Slashdot Mirror


CERN Releases 300TB of Large Hadron Collider Data Into Open Access (techcrunch.com)

An anonymous reader writes: The European Organization for Nuclear Research, known as CERN, has released 300 terabytes of collider data to the public. "Once we've exhausted our exploration of the data, we see no reason not to make them available publicly," said Kati Lassila-Perini, a physicist who works on the Compact Muon Solenoid detector. "The benefits are numerous, from inspiring high school students to the training of the particle physicists of tomorrow. And personally, as CMS's data preservation coordinator, this is a crucial part of ensuring the long-term availability of our research data," she said in a news release accompanying the data. Much of the data is from 2011, and much of it is from protons colliding at 7 TeV (teraelectronvolts). The 300 terabytes of data includes both raw data from the detectors and "derived" datasets. CERN is providing tools to work with the data which is handy.

60 comments

  1. Finally by Anonymous Coward · · Score: 0

    A legitimate use for my seedbox!

  2. Pseudoscientists of the world, unite! by Lisandro · · Score: 5, Insightful

    I just can visualize a horde of crackpots using this data to fuel fringe theories, find messages from God and prove the existence of aliens.

    That being said, this is awfully cool from CERN. The raw data will be really useful in academic environments, and the Linux visualization tools are great.

    1. Re:Pseudoscientists of the world, unite! by Anonymous Coward · · Score: 2, Funny

      I just can visualize a horde of crackpots using this data to fuel fringe theories

      I heard from good authority that the LHC breached a planar dimension, and one of its red/white striped inhabitants escaped into the LHC data stream.
      So now they're releasing the data into the public in the hopes that someone will find this wimpy alien lifeform data object (waldo)...

    2. Re:Pseudoscientists of the world, unite! by TheRealHocusLocus · · Score: 1

      "Once we've exhausted our exploration of the data, we see no reason not to make them available publicly,"

      Actually they're just sifting and patching out the winning lottery numbers first. In these ~300TB dregs you'd be lucky to find a Pick 3. Best suggestion is to make a list of numbers absent from the data and play those.

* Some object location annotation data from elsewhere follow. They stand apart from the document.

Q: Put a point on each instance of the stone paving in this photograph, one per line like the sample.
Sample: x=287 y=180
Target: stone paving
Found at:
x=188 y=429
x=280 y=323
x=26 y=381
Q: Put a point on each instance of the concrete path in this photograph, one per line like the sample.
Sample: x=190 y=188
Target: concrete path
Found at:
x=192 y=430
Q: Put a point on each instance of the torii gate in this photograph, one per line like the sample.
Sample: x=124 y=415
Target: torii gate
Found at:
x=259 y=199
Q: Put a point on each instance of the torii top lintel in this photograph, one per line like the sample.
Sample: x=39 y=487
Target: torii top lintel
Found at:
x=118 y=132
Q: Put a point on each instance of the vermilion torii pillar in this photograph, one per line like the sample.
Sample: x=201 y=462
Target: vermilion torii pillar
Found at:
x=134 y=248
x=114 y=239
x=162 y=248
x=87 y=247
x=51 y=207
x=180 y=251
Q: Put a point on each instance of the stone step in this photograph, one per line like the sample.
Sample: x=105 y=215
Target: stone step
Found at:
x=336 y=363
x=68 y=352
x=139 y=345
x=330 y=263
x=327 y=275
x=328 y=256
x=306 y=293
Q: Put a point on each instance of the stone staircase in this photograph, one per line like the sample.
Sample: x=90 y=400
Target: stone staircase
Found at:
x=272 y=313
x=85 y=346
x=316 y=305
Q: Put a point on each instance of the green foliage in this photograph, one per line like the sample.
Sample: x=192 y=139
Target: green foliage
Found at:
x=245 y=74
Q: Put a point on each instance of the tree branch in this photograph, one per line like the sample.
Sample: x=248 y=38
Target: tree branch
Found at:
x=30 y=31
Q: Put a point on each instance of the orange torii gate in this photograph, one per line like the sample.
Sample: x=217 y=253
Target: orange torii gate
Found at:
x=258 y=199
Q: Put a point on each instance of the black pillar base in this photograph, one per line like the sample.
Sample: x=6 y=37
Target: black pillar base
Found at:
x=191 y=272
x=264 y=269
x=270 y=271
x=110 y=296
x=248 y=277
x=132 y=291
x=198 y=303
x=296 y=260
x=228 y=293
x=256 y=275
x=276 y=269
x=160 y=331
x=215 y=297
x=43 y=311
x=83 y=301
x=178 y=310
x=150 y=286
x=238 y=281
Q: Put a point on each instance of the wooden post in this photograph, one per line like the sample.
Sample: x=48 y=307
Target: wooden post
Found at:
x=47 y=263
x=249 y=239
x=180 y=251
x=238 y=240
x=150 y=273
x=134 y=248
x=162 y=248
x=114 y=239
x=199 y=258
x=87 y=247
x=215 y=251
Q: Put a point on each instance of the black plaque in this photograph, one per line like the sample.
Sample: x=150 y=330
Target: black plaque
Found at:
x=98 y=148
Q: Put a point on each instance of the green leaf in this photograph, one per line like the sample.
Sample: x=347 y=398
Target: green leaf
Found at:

      There's also a lot of Quantum Space Spam in it, such as embedded 3D jpgs meant to be projected into 4D space showing reproductive attachments for higher dimensional beings.

      --
      <blink>down the rabbit hole</blink>
    3. Re:Pseudoscientists of the world, unite! by starless · · Score: 3, Interesting

      Data from most NASA astronomy satellites is available after a specified amount of time.
      e.g. Hubble Space Telescope data are available after one year, and Fermi gamma-ray space telescope data are available as soon as it's processed (within one day).
      Software tools are also publicly available along with software support.

      Nice to see particle physicists catching up with astronomers on data release!

    4. Re: Pseudoscientists of the world, unite! by Anonymous Coward · · Score: 1

      CERN has been releasing a lot of data since the 90s. The hard part is not deciding to release it and just copy paste the data to some webserver, but the process of documenting it and making sure there are tools to work with the data. Both the particle physics and astronomy fields have put a lot of time and money into developing these tools for decades. It is now at the point other smaller, data heavy projects can take advantage of the same the same tools with a lot less investment of manpower. But it still often requires a dedicated person on smaller projects, who may not have that to spare.

    5. Re:Pseudoscientists of the world, unite! by Altrag · · Score: 1

      horde of crackpots using this data to fuel fringe theories

      To be fair, most crackpots would manage to fuel their fringe theories just as well without this data.

    6. Re:Pseudoscientists of the world, unite! by Anonymous Coward · · Score: 0

      I'm pretty sure that particle physicists in the past have been reluctant to release their data not because they were mentally stuck in the 19th century, but because there has not been such an interest in the data (mainly, i guess, because of a lack of amateur-usable tools and some advanced physics is required to make sense of the results).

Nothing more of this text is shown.